Big Data ≠ LLMs
A while I ago, I was talking with a friend about potential use cases specifically for generative AI. The friend was bringing up a number of areas of their business where AI might help. Their intuition was spot on, but in most of these cases, you would not use generative AI or language models. Instead, it was mostly number crunching: Big data, statistics, and “classical” machine learning.
To set the record straight: Just because large language models are trained on massive data sets does not mean that they themselves are good at dealing with massive datasets. They are not, and they’re not intended to. You would not load gigabytes of numerical data (financial records, for example) into ChatGPT asking it to clean the data or check for anomalies.

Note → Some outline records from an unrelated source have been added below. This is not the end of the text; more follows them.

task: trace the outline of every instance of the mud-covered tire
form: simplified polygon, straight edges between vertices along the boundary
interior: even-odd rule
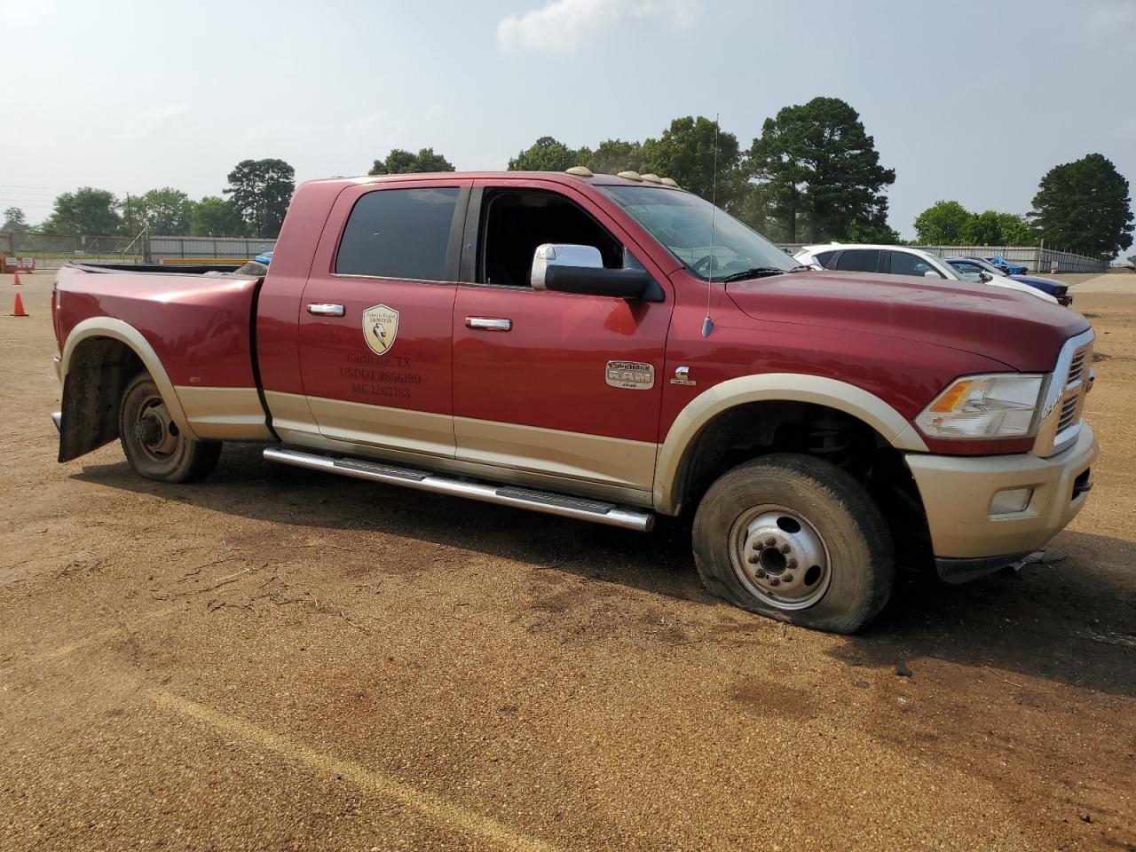
[[[194,441],[177,428],[158,385],[145,371],[123,391],[118,440],[134,473],[157,482],[203,479],[220,458],[219,441]]]
[[[871,621],[895,578],[876,503],[849,474],[811,456],[765,456],[724,474],[699,504],[693,544],[711,594],[829,633]]]

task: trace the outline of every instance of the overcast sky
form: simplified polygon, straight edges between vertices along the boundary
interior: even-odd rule
[[[849,101],[896,172],[891,224],[938,199],[1026,212],[1091,152],[1136,183],[1136,0],[0,0],[0,209],[60,191],[218,194],[244,158],[364,174],[391,148],[504,168],[721,116]]]

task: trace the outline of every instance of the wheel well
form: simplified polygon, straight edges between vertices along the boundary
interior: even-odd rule
[[[114,337],[87,337],[75,346],[64,376],[59,460],[70,461],[118,437],[123,390],[142,359]]]
[[[863,420],[828,406],[795,401],[750,402],[708,423],[687,449],[680,473],[682,506],[693,510],[727,470],[772,452],[829,461],[851,474],[876,501],[905,565],[930,565],[930,533],[919,488],[903,453]]]

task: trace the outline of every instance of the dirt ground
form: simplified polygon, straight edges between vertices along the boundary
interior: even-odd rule
[[[226,446],[56,463],[50,275],[0,278],[0,850],[1136,850],[1136,276],[1076,286],[1068,558],[845,638],[646,536]],[[901,676],[897,669],[910,673]]]

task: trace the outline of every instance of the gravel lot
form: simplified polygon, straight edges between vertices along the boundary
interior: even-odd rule
[[[641,536],[273,466],[58,465],[0,277],[0,850],[1136,850],[1136,276],[1080,283],[1104,452],[1063,561],[867,635]],[[901,676],[897,669],[910,673]]]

I understand the allure: For language problems, LLMs appear to obsolete a lot of the finicky use-case dependent model building you had to do in the past. No need to build complex custom systems to classify reviews, apply content moderation to social media posts, or even grade essays. Just throw it all into ChatGPT with the right prompt. (If only at was that easy. But at least it’s plausible.)
With big data, though, there’s no way around custom building. There’s no general model that deals with it all, because there’s nothing that would make sense to train such a model on. And so if you need to find signatures of fraud in a list of credit card transactions, or patterns of buyer behaviour in sales data, you cannot use the same generic model with just a few tweaks to the prompt.
You might, of course, have a tool that performs some basic statistical analysis automatically, and expose that tool to a language model or agent via the Model Context Protocol (MCP). So you would throw your dataset into the system, then ask a chatbot for a plot of this or that statistic, and it would oblige. I could even envision an automated system that asks you a few questions and then trains an appropriate model on the data so you can start making proper predictions.
In these scenarios, the LLM would be providing a more ergonomic interface but, under the hood, you’d be dealing with the tools of statistics, machine learning, and data analysis, not just vibes and prompts.